Which, though the English that it sounded like also applied—he was indeed something of a lump—was really a kind of German, meaning “bum.”

“Ah,” said Reinhart, clasping the clammy end-of-sheet she thrust to him, “I got it, Maw. We're using different lingoes! I mean
evening
dinner—”

“You mean ‘sthupper,' ith what
you
mean.” Maw took one clothespin from a series of them, like split cigars, in her mouth and stabbed it over sheet-end and ceiling line. “And it isn't evening, but five-thirty, which is when
we
eat, and if it isn't good enough for you, you can lump it.” Here of course she meant the American colloquialism, but the German also made sense: you can bum it—which in a sense was what he was going to do. An eloquent woman, and rather proud of him in her own way, for although his invisible claque had ears too poor to hear it, he had already detected within her symphony of negation a piccolo note of acquiescence.

And surely enough, when he had secured his end of the sopping percale she disapproved of the job, resituated the clothespin, yet said: “‘Spose you're going to shave? And don't think Dad'll let you use the car, because he's going to Lodge and you can just walk. Put that in your pipe and smoke it, my fine feathered friend.”

FFF, who saw the moment as hardly propitious for revealing the name of his host, let alone the race, wiped his damp hands on his olive-drab behind and steered upstairs, calling back: “Look forward to the gherkins, Maw. See you at lunch.”

“Dinner
, you galoot!” yelled Maw. “And stay out of the living room once.” The washer began its idiot tumble.

Later, circa 5:25
P
.
M
., after an inconvenient afternoon—denied the living room, and wherever else he tried to go Maw found good reason for his exclusion, Reinhart took refuge in the garage, very cold with its concrete floor, and threw an old sheath knife at a knothole on the wall—at about 5:25, without taking off his shirt, he shaved. He defied the house rule of open-bathroom-door-except-when-crapping-or-full-immersion-bathing. A rule observed even by the defense worker, whose name was Emmet Swain, except that Swain seldom used the bath, by reason of seldom being around; he owned an old fat Hudson of the kind usually parked in platoons before blatant roadhouses, and was presumed to be generally out in it when not working on the swing shift. Reinhart had met him but twice in rapid passage: he was small, hairy, and saturnine.

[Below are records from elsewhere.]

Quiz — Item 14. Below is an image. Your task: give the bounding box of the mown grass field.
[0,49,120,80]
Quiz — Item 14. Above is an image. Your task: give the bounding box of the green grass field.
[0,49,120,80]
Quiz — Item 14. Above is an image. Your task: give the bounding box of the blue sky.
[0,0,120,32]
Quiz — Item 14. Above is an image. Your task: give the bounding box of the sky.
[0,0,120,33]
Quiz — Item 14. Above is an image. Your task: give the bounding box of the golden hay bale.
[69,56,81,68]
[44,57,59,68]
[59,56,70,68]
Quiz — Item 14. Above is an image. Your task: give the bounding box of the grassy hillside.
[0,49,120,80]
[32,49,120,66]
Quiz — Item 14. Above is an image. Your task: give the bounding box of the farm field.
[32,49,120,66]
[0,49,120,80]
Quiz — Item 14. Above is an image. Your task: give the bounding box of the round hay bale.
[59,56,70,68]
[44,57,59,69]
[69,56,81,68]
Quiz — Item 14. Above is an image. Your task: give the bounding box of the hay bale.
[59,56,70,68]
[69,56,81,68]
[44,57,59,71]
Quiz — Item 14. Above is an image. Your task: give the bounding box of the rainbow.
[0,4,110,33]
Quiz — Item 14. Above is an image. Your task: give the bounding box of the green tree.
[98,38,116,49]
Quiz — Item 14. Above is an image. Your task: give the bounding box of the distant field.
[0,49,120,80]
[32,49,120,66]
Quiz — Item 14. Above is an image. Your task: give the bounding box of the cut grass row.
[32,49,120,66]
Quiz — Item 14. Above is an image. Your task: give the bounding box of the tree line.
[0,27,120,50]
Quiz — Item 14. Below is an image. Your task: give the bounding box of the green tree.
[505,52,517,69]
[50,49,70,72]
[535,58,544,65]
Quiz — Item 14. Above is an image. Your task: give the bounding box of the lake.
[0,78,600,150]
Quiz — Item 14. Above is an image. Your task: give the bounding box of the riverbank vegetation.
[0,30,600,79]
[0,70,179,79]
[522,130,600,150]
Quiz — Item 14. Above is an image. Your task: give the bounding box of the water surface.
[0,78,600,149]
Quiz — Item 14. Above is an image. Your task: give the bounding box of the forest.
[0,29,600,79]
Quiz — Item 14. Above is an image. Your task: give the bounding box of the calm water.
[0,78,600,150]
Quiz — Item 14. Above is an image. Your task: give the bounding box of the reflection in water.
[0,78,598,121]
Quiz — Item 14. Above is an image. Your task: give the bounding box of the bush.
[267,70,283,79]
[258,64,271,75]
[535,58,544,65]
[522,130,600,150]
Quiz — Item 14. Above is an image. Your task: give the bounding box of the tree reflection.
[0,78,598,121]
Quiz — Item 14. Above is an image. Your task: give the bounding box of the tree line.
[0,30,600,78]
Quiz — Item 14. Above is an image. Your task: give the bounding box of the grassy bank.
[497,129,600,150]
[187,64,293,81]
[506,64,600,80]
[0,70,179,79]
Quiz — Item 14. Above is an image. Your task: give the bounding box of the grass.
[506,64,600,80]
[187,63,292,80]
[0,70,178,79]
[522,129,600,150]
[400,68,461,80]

Lathering with the old GI-issue brush, Reinhart heard a sound outside the door not unlike what he supposed obsolete novelists meant by “a scratching in [or on or
at
] the wainscot,” whatever that was. Couldn't be Maw, who would have split the wood. He asked Dad in, thinking it would please him to be recognized unseen.

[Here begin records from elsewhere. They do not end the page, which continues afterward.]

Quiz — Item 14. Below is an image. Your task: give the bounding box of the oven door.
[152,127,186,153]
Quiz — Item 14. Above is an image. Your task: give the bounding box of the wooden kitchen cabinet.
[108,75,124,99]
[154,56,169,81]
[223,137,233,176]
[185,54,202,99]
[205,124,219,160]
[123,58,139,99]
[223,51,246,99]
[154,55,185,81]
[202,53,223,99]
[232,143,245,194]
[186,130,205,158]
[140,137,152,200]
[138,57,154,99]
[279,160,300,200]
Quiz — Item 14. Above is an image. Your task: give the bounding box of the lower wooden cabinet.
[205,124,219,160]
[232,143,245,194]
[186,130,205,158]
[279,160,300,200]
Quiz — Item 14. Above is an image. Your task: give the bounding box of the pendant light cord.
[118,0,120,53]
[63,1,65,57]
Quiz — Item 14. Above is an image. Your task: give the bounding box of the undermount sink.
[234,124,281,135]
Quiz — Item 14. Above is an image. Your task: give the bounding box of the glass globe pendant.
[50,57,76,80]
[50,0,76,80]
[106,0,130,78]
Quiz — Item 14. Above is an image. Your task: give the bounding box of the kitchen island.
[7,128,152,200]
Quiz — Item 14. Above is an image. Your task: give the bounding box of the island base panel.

And surely it did; yet the old fellow showed worry behind his good manners, saying “Thank you, Carlo, I don't want to intrude, but…”

“Be my guest.” Reinhart indicated the toilet seat in its green chenille envelope, and Dad went there and sat.

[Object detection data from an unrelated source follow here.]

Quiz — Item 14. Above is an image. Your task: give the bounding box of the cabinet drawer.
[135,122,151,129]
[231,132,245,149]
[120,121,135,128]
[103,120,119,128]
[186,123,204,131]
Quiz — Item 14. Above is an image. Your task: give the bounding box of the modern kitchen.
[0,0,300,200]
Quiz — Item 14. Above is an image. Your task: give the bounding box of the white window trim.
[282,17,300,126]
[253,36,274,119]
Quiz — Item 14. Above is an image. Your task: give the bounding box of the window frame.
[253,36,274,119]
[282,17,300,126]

“Carlo, I was wondering—look here, why don't you use my gear? Seen it?” He rose and in the linen closet found an enormous giftbox of men's toiletries, matched: powder and lotion and scalp-goo, a blade for corns, nailclippers, rotary mower for nose-hair, and a paste to allay underarm offending. “Your aunt's Xmas idea for me. Pearls in front of swine. I wish you would use it. I don't.”

Pointing to his own porcine face in the mirror, Reinhart asked: “Why then cast it in front of me?”

“Good-looking fellow like you?” His father in embarrassment leaned against the toilet tank behind, agitating its heavy lid, and the Epsom-salts and bicarbonate jars thereon made their clinking remarks. “Fellow with all the advantages?”